The General Assembly, along with the Virginia legislature and the D.C. city council, are considering legislation to create a dedicated funding stream for the Washington Metropolitan Area Transit Authority (WMATA).
Maryland Matters points out that the Washington, D.C. area metro system is the “only transit system of its size without a dedicated source of capital funds.” The system has experienced a number of safety-related issues in recent years due to years of lack of investment in maintenance.
The Maryland Metro Funding Act, Senate Bill 277/House Bill 372, would create the Maryland Metro Dedicated Fund Account within the Transportation Trust Fund (TTF) to provide an annual grant of $125 million annually for WMATA’s capital costs. This amount would increase by 3 percent annually. It would be funded by motor vehicle excise tax revenue and any other money appropriated by the State to the account.
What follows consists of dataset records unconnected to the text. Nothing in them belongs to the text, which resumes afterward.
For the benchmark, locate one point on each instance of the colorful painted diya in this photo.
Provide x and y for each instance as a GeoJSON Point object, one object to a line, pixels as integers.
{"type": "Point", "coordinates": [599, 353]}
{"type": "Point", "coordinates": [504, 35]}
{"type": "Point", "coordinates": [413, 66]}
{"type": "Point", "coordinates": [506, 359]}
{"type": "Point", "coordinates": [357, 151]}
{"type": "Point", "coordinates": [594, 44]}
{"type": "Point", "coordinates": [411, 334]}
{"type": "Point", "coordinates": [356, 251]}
According to the bill’s fiscal note, the legislation does NOT alter the amount of motor vehicle excise revenue that flows into the account used to pay local governments their highway user revenues.
Virginia and Washington, D.C. are also considering legislation to provide at least $125 million annually to WMATA. From Maryland Matters:
Along with hoped-for federal funds, the resulting $500 million “would mean we could borrow $15 billion over the next 10 years,” Metro Board Chairman Jack Evans said in an interview.
Evans, chairman of the D.C. Council’s Finance and Revenue Committee, is sponsor of a measure to dedicate a portion of the city’s existing sales tax to transit. A measure being debated in Richmond would provide Virginia’s share using different sources.
“It’s the most critical thing since the founding of Metro,” Evans told Maryland Matters, a sentiment echoed by Feldman, who told his colleagues, “We’re at a moment in which the three jurisdictions are aligning for the first time in 50 years.”